The Ras-gene-encoded proteins are regulators of signaling pathways controlling cell proliferation, differentiation, or cell survival. The Ras-gene family in humans constitutes three primary members—the HRas, NRas, and KRas. These genes code for four functionally distinct yet closely related proteins—the HRas, NRas, KRas4A, and KRas4B. The involvement of mutant Ras genes in human cancer was first discovered in 1982 and is among the most common causes of human tumorigenesis.
Ras is a superfamily of small GTPase proteins that facilitate the transmission of signals by continually cycling between an active GTP-bound form and an inactive GDP-bound form, thereby acting as molecular switches. The exchange of GDP with GTP, facilitated by the guanine nucleotide exchange factors or GEFs, turns ‘on’ the Ras proteins. The GTPase-activating proteins or GAPs catalyze the hydrolysis of GTP to GDP, turning ‘off’ the Ras proteins. An active Ras-GTP binds and activates its downstream effector molecules involved in cell growth and proliferation signaling.

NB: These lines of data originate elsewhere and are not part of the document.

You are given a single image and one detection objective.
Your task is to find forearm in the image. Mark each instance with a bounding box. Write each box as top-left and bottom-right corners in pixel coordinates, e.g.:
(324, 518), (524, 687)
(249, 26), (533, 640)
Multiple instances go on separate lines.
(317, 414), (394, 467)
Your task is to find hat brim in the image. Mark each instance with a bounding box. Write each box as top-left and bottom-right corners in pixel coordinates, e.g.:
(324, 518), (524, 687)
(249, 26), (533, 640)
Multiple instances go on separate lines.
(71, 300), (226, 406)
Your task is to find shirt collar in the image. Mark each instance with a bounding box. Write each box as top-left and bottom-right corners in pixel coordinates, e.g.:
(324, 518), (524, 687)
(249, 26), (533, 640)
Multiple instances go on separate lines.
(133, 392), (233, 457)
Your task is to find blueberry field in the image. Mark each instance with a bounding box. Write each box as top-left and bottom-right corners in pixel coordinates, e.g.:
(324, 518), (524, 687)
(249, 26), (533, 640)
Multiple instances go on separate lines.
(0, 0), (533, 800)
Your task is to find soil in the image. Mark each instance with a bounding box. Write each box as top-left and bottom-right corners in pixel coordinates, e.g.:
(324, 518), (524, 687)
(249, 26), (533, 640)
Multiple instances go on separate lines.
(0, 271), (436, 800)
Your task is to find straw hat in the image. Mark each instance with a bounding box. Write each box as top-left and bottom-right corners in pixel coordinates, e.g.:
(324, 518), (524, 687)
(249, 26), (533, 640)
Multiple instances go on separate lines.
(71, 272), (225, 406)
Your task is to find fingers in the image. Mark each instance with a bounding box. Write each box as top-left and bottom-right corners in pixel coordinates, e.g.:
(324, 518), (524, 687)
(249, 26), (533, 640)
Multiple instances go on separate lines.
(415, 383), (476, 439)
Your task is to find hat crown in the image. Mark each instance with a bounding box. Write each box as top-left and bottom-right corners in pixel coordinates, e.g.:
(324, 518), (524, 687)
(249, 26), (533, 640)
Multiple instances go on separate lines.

Some specific point mutations, such as in codons 12, 13, or 61 in the Ras genes, result in the production of significantly impaired proteins. These mutations can affect the overall GTPase activity in the Ras proteins or impair the GAP sensitivity of the proteins. The absence of GTP hydrolysis locks the proteins into a constitutively active state. The mutant Ras proteins continually transmit signals to downstream effector molecules in the pathway, even in the absence of external stimuli, triggering the uncontrolled proliferation of cells.
Ras mutations can be found in up to 30 percent of all the human tumors screened, most commonly in colorectal carcinoma, non-small cell lung carcinoma, and pancreatic ductal adenocarcinoma. Mutations in K-ras locus are found in about 25-30 percent of tumor samples, N-ras mutations in about 8 percent of tumors, and H-ras mutations in only about 3 percent of tumors.